Just to be sure: Does it enforce exclusive access during enumeration time? The main goal of this patch was to enumerate first and avoid any device that wasn't in the list, so that libusb doesn't take it over - if anything this should make it take devices less often, but that will only be true if enumeration doesn't grab the device to get the product information.
No, enumeration is fine, it's only if you open it. I'm going to reopen this, I think I misunderstood the intent.
Is this blocked on something in particular? or is it held up by just a lack of time?
I'm going to change it to merge lists based on device priority, but I haven't gotten time to do that yet.
Actually... this is pretty good as-is. We just need to enable an option to change the whitelist behavior from CMake.
I'll rebase this today!
Rebase is done - CMake should now enable libusb by default when available for all targets, but at the same time it will only affect builds that have libusb and another hidapi backend available, so the *BSDs shouldn't be affected here.
Just to be clear:
- would this make the pre-built SDL for windows support things like the GameCube controller automatically?
- would an SDL built from source also need to get a copy of libusb for windows during the build for that to be enabled, or is the necessary libusb stuff dynamically linked or whatever?
Updated to "fix" the CMake changes, but my solution is really clumsy - feel free to redo it if it's not too hard to fix! (This may affect the premade project files as well, not sure if that's in CI...)
@madebr, can you review the CMake changes?
Just to be clear:
- would this make the pre-built SDL for windows support things like the GameCube controller automatically?
- would an SDL built from source also need to get a copy of libusb for windows during the build for that to be enabled, or is the necessary libusb stuff dynamically linked or whatever?
I don't think we're planning on adding libusb to the Windows build. That may change by the time SDL 3.0 ships though.
Ah. It was suggested in https://github.com/libsdl-org/SDL/issues/7481 that this PR would be the most likely path to using gamecube controllers on Windows. Unfortunate, but I guess that can be resolved in the future.
Took a different approach that mostly avoids CMake altogether - instead of determining the use as a build config, I've changed it to a hint, which is enabled by default only when there are other hidapi backends available.
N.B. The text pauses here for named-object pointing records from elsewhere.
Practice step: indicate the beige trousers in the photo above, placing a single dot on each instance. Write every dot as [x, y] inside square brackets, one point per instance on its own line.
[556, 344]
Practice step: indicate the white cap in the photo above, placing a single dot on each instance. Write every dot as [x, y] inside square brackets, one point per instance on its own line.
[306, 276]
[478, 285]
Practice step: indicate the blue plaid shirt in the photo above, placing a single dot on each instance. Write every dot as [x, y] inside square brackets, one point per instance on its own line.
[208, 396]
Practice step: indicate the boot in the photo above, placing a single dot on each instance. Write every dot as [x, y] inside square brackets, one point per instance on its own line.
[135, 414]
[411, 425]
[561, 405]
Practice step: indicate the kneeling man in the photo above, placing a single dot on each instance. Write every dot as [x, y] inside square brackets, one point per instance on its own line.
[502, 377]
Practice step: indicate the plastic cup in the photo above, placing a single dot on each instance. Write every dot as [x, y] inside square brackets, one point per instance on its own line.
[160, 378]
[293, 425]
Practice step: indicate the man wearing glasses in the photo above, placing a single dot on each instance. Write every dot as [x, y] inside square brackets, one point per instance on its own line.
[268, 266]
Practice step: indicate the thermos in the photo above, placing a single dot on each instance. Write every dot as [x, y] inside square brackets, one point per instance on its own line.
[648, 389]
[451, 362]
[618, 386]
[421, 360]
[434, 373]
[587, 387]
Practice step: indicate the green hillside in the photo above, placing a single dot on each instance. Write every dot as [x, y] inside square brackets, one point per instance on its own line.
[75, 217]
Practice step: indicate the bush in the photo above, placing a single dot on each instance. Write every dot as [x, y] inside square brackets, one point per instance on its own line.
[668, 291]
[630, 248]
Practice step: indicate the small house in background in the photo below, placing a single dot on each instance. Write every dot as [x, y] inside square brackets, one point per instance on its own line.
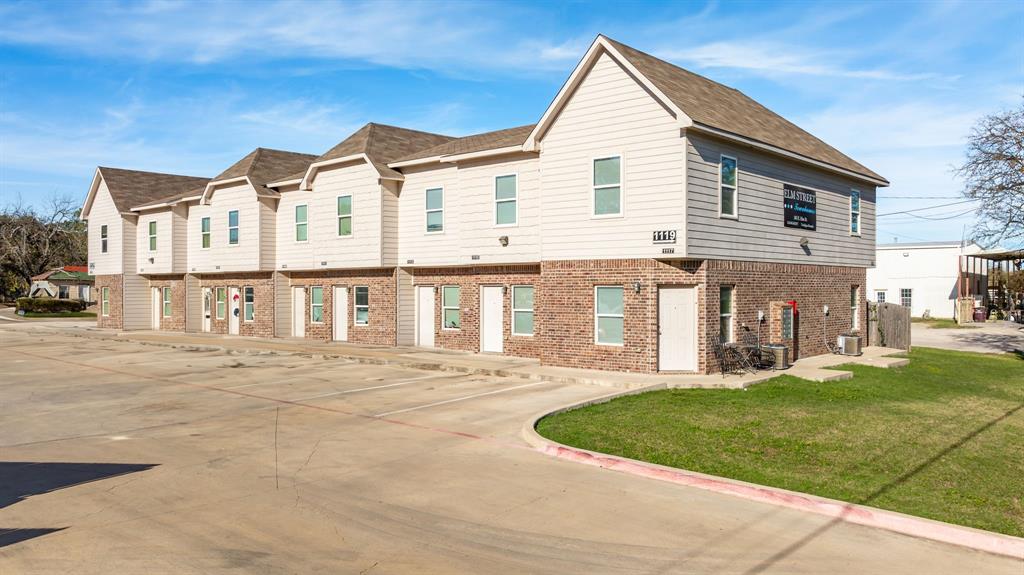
[69, 282]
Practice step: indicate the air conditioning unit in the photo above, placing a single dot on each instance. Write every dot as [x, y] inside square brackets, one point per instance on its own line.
[849, 345]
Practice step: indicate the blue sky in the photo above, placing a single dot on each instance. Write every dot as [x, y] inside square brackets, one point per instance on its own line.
[192, 87]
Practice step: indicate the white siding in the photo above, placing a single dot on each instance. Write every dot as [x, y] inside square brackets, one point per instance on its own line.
[759, 233]
[610, 114]
[103, 212]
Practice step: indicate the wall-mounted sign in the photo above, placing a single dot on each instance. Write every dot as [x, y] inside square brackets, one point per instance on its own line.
[800, 207]
[665, 236]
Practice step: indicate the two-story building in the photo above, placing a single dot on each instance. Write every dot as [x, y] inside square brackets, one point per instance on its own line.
[647, 213]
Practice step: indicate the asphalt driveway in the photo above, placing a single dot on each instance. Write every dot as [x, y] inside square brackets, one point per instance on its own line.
[123, 457]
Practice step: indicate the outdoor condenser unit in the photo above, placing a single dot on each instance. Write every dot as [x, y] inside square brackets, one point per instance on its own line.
[849, 345]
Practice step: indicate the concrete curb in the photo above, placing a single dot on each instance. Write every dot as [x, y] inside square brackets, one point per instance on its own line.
[978, 539]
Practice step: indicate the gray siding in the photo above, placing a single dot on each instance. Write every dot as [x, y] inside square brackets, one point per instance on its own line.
[759, 233]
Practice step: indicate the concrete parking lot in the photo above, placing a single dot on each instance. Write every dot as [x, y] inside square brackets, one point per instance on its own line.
[123, 457]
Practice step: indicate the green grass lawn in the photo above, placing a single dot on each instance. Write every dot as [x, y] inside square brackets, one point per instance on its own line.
[942, 438]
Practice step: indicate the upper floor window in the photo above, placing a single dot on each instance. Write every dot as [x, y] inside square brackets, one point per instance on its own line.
[232, 227]
[344, 215]
[506, 200]
[206, 232]
[435, 210]
[608, 186]
[855, 212]
[301, 223]
[727, 187]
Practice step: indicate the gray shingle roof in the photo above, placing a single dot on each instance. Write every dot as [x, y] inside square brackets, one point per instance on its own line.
[476, 142]
[717, 105]
[132, 187]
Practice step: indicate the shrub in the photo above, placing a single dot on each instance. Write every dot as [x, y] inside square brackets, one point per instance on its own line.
[48, 305]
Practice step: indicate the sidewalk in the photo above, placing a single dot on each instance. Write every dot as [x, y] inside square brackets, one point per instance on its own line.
[814, 368]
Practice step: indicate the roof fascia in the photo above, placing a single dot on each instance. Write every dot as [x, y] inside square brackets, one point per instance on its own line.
[600, 45]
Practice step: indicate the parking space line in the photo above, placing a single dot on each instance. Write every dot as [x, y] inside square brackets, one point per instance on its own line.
[406, 383]
[396, 411]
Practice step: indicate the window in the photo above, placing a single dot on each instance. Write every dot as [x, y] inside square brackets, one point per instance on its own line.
[435, 210]
[451, 315]
[301, 224]
[905, 298]
[250, 302]
[608, 186]
[506, 201]
[232, 227]
[855, 307]
[854, 212]
[206, 232]
[522, 310]
[727, 185]
[361, 305]
[344, 215]
[167, 302]
[221, 303]
[725, 307]
[316, 304]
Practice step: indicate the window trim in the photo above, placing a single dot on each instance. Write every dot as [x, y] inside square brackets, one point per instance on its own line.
[622, 187]
[426, 223]
[457, 307]
[735, 189]
[356, 306]
[597, 316]
[514, 309]
[304, 222]
[351, 209]
[506, 201]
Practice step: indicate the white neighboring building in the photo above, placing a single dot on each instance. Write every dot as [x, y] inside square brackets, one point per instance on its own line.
[922, 276]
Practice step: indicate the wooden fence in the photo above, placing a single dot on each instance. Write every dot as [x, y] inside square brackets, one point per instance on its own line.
[889, 325]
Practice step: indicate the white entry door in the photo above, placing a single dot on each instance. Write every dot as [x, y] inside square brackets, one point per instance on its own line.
[207, 309]
[492, 318]
[298, 312]
[340, 314]
[677, 328]
[158, 307]
[425, 316]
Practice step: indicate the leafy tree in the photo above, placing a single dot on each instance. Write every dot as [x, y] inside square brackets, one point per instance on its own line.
[993, 173]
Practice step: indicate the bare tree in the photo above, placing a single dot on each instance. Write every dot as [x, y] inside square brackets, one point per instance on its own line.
[993, 173]
[33, 241]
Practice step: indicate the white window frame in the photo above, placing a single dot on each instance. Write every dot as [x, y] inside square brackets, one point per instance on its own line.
[246, 304]
[304, 222]
[514, 200]
[860, 222]
[728, 317]
[426, 223]
[313, 305]
[735, 189]
[166, 307]
[237, 227]
[356, 307]
[530, 310]
[351, 209]
[597, 316]
[594, 188]
[457, 307]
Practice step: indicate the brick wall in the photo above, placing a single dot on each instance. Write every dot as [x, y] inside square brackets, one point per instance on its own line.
[382, 325]
[176, 322]
[116, 284]
[469, 280]
[262, 324]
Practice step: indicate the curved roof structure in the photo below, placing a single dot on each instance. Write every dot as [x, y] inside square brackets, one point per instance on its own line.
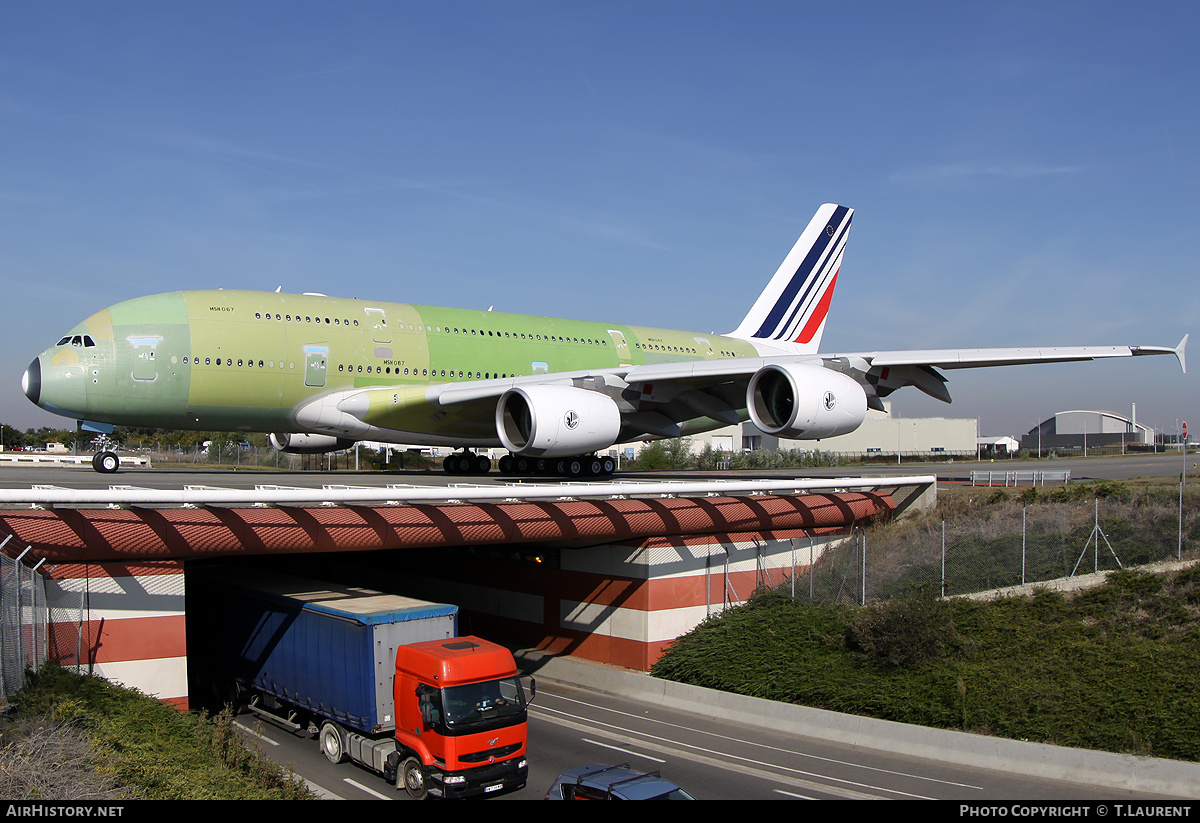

This seemed like a better way to allow enabling/disabling this for a particular application without having to rebuild SDL or redirect dynapi to a custom file.
Assuming https://github.com/libsdl-org/SDL/pull/6014#issuecomment-1207251777 holds, the cmake changes are fine: libusb will be enabled for most platforms.
Looks good, thanks!
This did indeed break Steam Link hardware: https://steamcommunity.com/app/353380/discussions/0/5992658048661696817/
The problem is that opening a device with libusb unbinds it from the HID subsystem, which is what SDL uses to detect and open Steam Controllers on Steam Link hardware.
What we really need to do is enumerate the devices using all the back ends and then add them to the enumeration list based on driver priority, which is controlled by the whitelisting process.